Hope looks at how Knock, a village in Co Mayo, has become a focal point of pilgrimage visited by over a million people every year since a fateful night in 1879.
Miller's last film was the widely acclaimed Bravery Under Fire, which told the extraordinary story of Fr Willie Doyle, an Irish priest who died as a British army chaplain in the First World War.
Like Bravery Under Fire, Hope has been made for EWTN, the global Catholic television network.
Hope, which was written and directed by Miller, examines the apparitions at Knock and the wider social and historical context of Ireland at the time.
"It is a great honour to be given the task to dramatise and tell the story of the Knock apparition," said Miller.
For the village inhabitants in the nineteenth century, life changed either directly or indirectly due to what happened on a rainy night in August 1879.

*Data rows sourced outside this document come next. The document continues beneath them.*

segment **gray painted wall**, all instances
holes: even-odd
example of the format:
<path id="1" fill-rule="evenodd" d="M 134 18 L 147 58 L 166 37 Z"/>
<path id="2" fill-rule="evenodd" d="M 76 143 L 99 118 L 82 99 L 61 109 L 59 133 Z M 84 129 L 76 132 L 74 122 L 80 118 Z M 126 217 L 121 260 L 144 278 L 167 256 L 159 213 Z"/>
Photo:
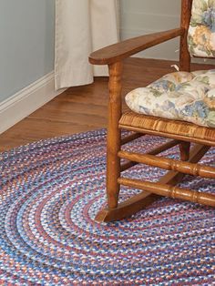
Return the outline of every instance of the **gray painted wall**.
<path id="1" fill-rule="evenodd" d="M 178 27 L 180 0 L 120 0 L 122 39 Z M 176 59 L 179 40 L 152 47 L 138 56 Z"/>
<path id="2" fill-rule="evenodd" d="M 54 68 L 55 0 L 0 0 L 0 102 Z"/>

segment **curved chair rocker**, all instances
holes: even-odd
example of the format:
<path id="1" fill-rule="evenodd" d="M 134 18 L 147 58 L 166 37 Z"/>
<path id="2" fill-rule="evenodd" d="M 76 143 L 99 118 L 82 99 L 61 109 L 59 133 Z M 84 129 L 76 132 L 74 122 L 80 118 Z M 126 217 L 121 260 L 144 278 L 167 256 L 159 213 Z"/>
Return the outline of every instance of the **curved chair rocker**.
<path id="1" fill-rule="evenodd" d="M 215 206 L 214 194 L 175 187 L 186 174 L 215 179 L 214 167 L 198 164 L 210 148 L 215 146 L 215 70 L 189 73 L 189 52 L 194 56 L 215 56 L 215 34 L 210 30 L 215 28 L 214 12 L 213 0 L 181 0 L 179 28 L 128 39 L 90 55 L 91 64 L 108 65 L 109 69 L 108 208 L 97 213 L 96 220 L 111 221 L 131 216 L 160 196 Z M 180 37 L 179 70 L 183 72 L 169 74 L 147 87 L 131 91 L 127 95 L 126 101 L 132 111 L 122 114 L 123 60 L 177 36 Z M 167 85 L 163 85 L 164 82 Z M 168 86 L 169 89 L 164 86 Z M 193 88 L 195 87 L 198 87 L 197 91 Z M 158 97 L 159 104 L 156 102 Z M 149 106 L 146 98 L 150 99 Z M 206 111 L 200 116 L 200 107 L 202 106 Z M 163 107 L 169 112 L 165 112 Z M 121 129 L 134 133 L 121 139 Z M 171 140 L 147 154 L 121 150 L 123 144 L 145 134 L 165 137 Z M 194 143 L 191 148 L 190 143 Z M 156 157 L 176 145 L 179 147 L 180 160 Z M 120 164 L 121 158 L 128 162 Z M 138 163 L 169 171 L 159 182 L 120 176 L 122 171 Z M 143 191 L 118 203 L 120 185 Z"/>

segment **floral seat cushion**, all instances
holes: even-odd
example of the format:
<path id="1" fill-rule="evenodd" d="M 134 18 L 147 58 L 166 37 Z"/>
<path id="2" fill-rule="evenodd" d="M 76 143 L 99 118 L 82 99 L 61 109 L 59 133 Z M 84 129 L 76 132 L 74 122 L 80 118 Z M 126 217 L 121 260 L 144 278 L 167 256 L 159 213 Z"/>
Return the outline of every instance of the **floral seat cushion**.
<path id="1" fill-rule="evenodd" d="M 188 46 L 191 56 L 215 56 L 215 0 L 193 0 Z"/>
<path id="2" fill-rule="evenodd" d="M 134 112 L 215 128 L 215 69 L 170 73 L 126 96 Z"/>

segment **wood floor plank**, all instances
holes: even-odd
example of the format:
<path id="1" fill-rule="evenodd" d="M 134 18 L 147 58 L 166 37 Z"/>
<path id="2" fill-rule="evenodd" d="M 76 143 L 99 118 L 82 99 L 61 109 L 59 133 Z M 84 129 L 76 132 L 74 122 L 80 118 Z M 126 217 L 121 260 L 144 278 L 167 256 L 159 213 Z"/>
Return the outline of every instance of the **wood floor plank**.
<path id="1" fill-rule="evenodd" d="M 175 71 L 173 61 L 129 58 L 125 61 L 123 90 L 126 94 Z M 193 65 L 193 69 L 211 66 Z M 107 126 L 108 77 L 96 77 L 91 85 L 70 87 L 0 135 L 0 151 L 33 141 L 79 133 Z"/>

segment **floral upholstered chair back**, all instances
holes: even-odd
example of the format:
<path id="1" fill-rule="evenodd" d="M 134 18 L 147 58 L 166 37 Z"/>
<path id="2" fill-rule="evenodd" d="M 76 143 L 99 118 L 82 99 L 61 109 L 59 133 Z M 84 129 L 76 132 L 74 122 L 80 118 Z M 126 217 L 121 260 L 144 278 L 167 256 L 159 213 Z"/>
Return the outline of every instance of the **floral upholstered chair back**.
<path id="1" fill-rule="evenodd" d="M 215 0 L 193 0 L 188 33 L 191 56 L 215 57 Z M 215 128 L 215 69 L 168 74 L 126 96 L 136 113 Z"/>
<path id="2" fill-rule="evenodd" d="M 215 0 L 193 0 L 188 46 L 191 56 L 215 56 Z"/>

"It was a time when the Irish people were suffering greatly and this one supernatural moment changed life in Ireland forever giving the Irish people hope and comfort in one of the darkest times in our history," explained Miller.
"Knock, of course, has attracted millions of visitors as well as personal pilgrimages by two Popes."

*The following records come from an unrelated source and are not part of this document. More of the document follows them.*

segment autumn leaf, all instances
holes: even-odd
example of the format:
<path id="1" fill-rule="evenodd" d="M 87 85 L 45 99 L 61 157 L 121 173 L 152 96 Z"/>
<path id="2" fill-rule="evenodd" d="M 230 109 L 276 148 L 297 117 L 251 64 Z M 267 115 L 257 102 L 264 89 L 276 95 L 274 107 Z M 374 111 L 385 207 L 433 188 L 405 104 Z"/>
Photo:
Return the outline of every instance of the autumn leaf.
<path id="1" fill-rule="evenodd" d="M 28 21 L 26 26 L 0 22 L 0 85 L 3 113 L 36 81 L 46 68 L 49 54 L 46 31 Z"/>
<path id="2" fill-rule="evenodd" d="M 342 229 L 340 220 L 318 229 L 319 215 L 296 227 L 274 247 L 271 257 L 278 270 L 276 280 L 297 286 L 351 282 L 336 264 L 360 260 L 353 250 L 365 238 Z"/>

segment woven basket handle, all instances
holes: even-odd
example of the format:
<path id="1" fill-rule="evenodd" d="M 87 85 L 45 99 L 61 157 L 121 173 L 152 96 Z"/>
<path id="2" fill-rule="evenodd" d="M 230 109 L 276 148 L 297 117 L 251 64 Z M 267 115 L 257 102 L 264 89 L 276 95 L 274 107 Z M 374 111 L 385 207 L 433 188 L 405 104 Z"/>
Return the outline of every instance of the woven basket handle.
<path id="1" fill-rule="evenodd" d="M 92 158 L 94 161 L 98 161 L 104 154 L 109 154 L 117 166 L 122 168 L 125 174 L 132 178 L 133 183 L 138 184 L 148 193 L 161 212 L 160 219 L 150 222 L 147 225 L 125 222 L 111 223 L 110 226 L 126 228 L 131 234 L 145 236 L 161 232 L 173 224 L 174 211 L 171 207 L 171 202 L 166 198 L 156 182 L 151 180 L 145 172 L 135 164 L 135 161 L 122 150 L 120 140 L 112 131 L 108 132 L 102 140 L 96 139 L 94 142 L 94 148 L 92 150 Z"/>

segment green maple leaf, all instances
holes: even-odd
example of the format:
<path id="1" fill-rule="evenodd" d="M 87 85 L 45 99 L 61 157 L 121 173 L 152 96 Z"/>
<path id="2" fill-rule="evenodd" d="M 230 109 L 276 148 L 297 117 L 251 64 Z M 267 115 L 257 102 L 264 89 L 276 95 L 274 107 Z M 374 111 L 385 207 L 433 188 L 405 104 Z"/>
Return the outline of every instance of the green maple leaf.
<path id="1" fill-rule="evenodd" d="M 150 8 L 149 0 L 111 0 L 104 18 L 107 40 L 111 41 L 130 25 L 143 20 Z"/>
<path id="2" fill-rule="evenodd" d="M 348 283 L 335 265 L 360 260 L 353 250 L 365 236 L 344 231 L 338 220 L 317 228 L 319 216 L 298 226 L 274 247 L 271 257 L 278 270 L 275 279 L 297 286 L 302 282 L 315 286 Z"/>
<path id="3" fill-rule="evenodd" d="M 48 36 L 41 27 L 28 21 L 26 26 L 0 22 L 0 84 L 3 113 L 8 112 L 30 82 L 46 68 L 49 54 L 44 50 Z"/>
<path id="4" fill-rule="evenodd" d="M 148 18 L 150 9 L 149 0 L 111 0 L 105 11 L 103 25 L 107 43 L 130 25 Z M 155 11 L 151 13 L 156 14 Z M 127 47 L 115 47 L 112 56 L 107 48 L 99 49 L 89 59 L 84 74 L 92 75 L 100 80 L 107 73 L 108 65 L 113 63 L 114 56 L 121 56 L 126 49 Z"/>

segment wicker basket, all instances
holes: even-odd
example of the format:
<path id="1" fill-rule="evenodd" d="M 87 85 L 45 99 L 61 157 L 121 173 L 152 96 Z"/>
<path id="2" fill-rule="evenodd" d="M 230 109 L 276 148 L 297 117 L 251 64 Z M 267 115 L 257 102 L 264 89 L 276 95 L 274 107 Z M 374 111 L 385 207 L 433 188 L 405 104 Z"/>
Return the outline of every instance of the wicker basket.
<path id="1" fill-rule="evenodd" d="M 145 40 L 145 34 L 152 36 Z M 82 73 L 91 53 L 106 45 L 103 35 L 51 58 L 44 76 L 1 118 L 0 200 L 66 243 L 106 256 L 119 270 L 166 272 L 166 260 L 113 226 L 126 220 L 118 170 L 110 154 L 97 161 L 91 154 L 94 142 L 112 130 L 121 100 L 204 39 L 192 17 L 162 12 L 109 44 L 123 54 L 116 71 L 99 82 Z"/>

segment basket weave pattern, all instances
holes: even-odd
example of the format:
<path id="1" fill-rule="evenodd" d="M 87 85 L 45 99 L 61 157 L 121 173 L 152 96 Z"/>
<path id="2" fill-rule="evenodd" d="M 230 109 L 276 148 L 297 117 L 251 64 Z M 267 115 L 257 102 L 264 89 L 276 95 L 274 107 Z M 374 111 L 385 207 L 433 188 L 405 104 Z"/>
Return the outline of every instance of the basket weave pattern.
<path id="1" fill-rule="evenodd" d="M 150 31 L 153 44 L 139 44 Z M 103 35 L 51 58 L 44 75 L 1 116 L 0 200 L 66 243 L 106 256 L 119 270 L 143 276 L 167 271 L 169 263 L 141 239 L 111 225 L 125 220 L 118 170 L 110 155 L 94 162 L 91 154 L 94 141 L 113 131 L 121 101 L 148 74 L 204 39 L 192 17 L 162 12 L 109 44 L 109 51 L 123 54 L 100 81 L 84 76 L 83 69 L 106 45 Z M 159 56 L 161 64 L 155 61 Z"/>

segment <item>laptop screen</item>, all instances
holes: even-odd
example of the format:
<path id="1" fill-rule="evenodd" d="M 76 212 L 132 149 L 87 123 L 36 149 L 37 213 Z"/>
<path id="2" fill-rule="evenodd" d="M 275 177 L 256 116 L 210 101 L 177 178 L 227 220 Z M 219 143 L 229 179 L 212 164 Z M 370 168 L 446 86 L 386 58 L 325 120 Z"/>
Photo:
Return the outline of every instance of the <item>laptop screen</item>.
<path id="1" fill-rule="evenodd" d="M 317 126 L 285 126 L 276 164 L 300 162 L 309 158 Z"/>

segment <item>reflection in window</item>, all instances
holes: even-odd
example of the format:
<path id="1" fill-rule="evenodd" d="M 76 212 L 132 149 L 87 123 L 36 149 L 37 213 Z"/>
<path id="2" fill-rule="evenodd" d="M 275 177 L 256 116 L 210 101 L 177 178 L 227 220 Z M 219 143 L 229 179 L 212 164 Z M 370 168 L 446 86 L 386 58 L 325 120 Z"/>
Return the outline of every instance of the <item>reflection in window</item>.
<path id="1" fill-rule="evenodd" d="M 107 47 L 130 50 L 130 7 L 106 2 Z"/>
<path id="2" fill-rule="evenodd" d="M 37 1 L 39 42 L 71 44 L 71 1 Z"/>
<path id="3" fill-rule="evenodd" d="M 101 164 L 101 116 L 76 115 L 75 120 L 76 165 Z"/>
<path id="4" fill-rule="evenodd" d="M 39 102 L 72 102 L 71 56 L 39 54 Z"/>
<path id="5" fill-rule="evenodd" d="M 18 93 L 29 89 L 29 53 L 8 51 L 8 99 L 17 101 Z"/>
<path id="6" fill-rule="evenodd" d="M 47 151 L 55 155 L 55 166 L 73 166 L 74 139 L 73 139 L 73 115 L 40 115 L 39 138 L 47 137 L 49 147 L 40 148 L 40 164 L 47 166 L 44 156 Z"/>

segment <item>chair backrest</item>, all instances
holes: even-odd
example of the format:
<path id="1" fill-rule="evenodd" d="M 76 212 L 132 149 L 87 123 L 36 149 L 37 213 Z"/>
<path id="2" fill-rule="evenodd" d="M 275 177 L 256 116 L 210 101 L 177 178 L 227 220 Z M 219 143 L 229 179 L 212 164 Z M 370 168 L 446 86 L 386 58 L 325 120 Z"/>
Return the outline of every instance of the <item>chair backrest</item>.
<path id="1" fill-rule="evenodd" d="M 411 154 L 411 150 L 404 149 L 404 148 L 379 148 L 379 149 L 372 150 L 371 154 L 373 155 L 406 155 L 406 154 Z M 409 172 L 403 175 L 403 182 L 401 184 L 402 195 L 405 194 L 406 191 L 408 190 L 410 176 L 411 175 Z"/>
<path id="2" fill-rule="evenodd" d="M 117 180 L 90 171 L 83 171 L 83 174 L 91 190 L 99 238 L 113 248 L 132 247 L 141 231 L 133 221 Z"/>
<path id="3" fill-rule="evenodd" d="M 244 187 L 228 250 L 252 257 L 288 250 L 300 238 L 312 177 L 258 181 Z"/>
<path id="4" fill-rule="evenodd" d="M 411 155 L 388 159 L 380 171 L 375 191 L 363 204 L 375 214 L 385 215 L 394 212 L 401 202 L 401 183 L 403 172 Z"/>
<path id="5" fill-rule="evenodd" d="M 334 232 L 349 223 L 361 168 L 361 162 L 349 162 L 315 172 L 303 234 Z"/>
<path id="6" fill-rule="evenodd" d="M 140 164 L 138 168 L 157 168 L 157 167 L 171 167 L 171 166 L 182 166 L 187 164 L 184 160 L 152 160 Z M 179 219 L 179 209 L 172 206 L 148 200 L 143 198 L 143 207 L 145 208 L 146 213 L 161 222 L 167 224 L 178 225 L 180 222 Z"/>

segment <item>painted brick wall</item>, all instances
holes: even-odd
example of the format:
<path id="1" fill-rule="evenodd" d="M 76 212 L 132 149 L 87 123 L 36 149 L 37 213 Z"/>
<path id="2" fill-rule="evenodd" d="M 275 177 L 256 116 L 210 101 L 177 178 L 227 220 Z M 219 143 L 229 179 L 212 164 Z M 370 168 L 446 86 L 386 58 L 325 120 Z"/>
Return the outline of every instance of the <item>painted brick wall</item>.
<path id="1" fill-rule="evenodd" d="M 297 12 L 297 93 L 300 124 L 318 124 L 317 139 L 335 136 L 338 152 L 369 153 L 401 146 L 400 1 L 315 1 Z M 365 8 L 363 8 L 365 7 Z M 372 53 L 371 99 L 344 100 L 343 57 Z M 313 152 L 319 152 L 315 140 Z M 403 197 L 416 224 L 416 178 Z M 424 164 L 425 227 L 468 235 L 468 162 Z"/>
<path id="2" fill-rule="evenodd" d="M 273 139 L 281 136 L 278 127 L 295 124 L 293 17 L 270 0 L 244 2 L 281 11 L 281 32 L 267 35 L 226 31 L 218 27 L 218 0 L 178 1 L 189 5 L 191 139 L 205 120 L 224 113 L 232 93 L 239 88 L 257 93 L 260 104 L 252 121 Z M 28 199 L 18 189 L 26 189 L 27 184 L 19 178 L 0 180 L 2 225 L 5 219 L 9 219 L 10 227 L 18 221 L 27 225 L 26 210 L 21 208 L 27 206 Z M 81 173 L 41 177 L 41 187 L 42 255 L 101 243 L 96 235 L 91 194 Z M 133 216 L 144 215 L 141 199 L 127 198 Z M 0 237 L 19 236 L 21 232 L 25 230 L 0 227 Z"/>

The film tells the story of life in Ireland at that time, and the unbearable hardship and suffering the Irish people were going through following the Great Famine of 1845 when about one million people died and at least a million more emigrated.

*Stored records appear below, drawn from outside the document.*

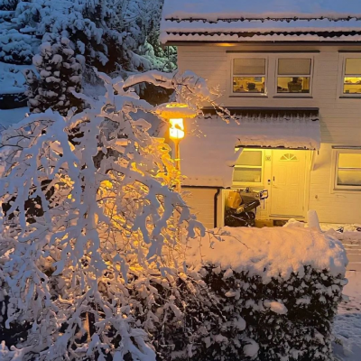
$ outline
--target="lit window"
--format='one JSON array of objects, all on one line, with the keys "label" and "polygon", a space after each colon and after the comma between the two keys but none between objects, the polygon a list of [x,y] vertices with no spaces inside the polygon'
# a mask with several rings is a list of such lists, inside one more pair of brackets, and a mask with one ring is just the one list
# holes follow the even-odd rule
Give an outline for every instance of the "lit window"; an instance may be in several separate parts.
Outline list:
[{"label": "lit window", "polygon": [[310,59],[279,59],[277,93],[310,94]]},{"label": "lit window", "polygon": [[244,149],[235,165],[233,180],[236,183],[262,183],[263,153]]},{"label": "lit window", "polygon": [[233,60],[233,92],[264,94],[265,66],[265,59],[235,59]]},{"label": "lit window", "polygon": [[361,151],[337,153],[336,189],[361,189]]},{"label": "lit window", "polygon": [[361,94],[361,59],[346,59],[344,94]]}]

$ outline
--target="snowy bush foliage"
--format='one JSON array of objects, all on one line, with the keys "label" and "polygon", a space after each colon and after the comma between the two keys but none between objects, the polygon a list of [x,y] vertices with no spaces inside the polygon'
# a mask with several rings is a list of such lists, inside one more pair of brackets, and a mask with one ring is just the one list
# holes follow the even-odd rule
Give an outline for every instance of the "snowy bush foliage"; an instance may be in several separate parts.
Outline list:
[{"label": "snowy bush foliage", "polygon": [[41,45],[40,54],[32,58],[40,79],[32,70],[25,70],[28,85],[25,94],[32,113],[51,108],[67,116],[71,107],[81,107],[81,102],[72,93],[81,91],[82,67],[69,42],[69,39],[61,38]]},{"label": "snowy bush foliage", "polygon": [[41,40],[55,34],[70,39],[87,64],[106,72],[174,69],[173,51],[169,60],[158,42],[162,5],[162,0],[0,0],[0,61],[29,63]]},{"label": "snowy bush foliage", "polygon": [[[3,133],[2,360],[155,360],[164,342],[172,349],[171,326],[182,333],[187,300],[199,302],[197,281],[185,276],[181,286],[177,274],[186,240],[205,229],[173,190],[180,175],[169,146],[132,117],[169,108],[133,86],[175,88],[193,102],[186,116],[217,95],[190,72],[99,75],[104,97],[78,95],[90,108],[32,114]],[[189,347],[190,333],[178,349]]]},{"label": "snowy bush foliage", "polygon": [[347,283],[342,244],[312,229],[226,227],[222,234],[222,242],[190,241],[187,264],[225,319],[240,325],[221,345],[213,340],[231,351],[224,359],[243,360],[234,352],[243,341],[245,356],[256,360],[332,360],[331,327]]}]

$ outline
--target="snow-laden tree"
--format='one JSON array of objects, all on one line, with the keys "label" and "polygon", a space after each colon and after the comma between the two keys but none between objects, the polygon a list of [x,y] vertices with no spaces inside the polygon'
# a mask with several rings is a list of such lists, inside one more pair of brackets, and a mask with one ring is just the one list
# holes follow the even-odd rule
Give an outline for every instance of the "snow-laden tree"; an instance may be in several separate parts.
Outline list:
[{"label": "snow-laden tree", "polygon": [[[99,76],[104,97],[78,95],[89,108],[32,114],[3,133],[0,338],[8,341],[2,361],[151,361],[155,322],[160,330],[185,329],[180,307],[197,292],[188,276],[183,288],[174,276],[184,272],[187,239],[205,228],[174,190],[180,174],[170,147],[133,117],[141,110],[166,118],[170,108],[140,99],[133,87],[174,88],[190,107],[171,111],[187,117],[201,102],[214,105],[217,94],[190,72],[152,71],[125,81]],[[162,297],[157,284],[167,290]]]},{"label": "snow-laden tree", "polygon": [[158,46],[153,50],[162,0],[1,1],[0,10],[12,12],[0,22],[0,60],[29,62],[39,39],[55,34],[70,39],[88,65],[107,72],[174,68]]},{"label": "snow-laden tree", "polygon": [[40,54],[32,58],[39,79],[32,69],[25,70],[25,94],[32,113],[51,108],[66,116],[70,108],[81,106],[72,93],[81,90],[82,66],[69,42],[68,38],[61,38],[41,45]]}]

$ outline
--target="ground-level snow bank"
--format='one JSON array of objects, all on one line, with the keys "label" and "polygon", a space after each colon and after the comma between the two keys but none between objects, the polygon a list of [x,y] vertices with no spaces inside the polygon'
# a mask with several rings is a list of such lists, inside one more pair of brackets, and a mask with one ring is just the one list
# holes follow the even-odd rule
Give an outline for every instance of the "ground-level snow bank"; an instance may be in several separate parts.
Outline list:
[{"label": "ground-level snow bank", "polygon": [[330,275],[344,275],[347,259],[342,244],[310,228],[230,228],[217,230],[222,242],[209,237],[194,239],[189,245],[190,264],[213,264],[223,270],[247,272],[264,282],[272,277],[304,275],[304,266],[327,270]]},{"label": "ground-level snow bank", "polygon": [[347,272],[348,283],[344,288],[347,296],[338,306],[333,331],[335,359],[360,361],[361,359],[361,273]]},{"label": "ground-level snow bank", "polygon": [[311,228],[214,232],[221,240],[190,242],[188,264],[218,297],[225,319],[241,325],[230,336],[247,342],[243,355],[329,361],[332,322],[347,283],[342,244]]}]

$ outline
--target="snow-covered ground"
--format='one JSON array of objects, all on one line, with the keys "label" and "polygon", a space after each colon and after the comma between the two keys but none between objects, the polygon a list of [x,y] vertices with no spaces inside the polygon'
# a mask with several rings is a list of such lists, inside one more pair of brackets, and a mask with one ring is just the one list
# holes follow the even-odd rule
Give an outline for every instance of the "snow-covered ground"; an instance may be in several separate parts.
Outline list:
[{"label": "snow-covered ground", "polygon": [[344,294],[349,301],[338,308],[334,325],[335,337],[340,341],[335,343],[335,356],[338,361],[361,360],[361,273],[347,272],[348,284]]}]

"High quality reenactments document life before the apparition, showcasing the poor living conditions the Irish people had under British rule," said Miller.
"We focus on the food crisis, the land war, and emigration. Then that miraculous moment when Our Lady appeared to 15 witnesses, changing their lives forever and giving Irish people hope and comfort when they needed it the most."
The dramatisation will be intertwined with interviews with people whose lives have been touched by Knock, from people seeking miraculous cures, the everyday pilgrims, to the shrine's handmaids, relatives of the original witnesses, current parish priest Fr Richard Gibbons and Archbishop Eamon Martin, Primate of All Ireland.
It also covers the two investigations completed by the Catholic Church into the apparition which led it to conclude that Our Lady, the Queen of Ireland, did indeed appear that night.
"Our filming, research and interviews demonstrated to us that Knock, even today in Ireland's secular society, has its place in the heart of the Irish," said Miller.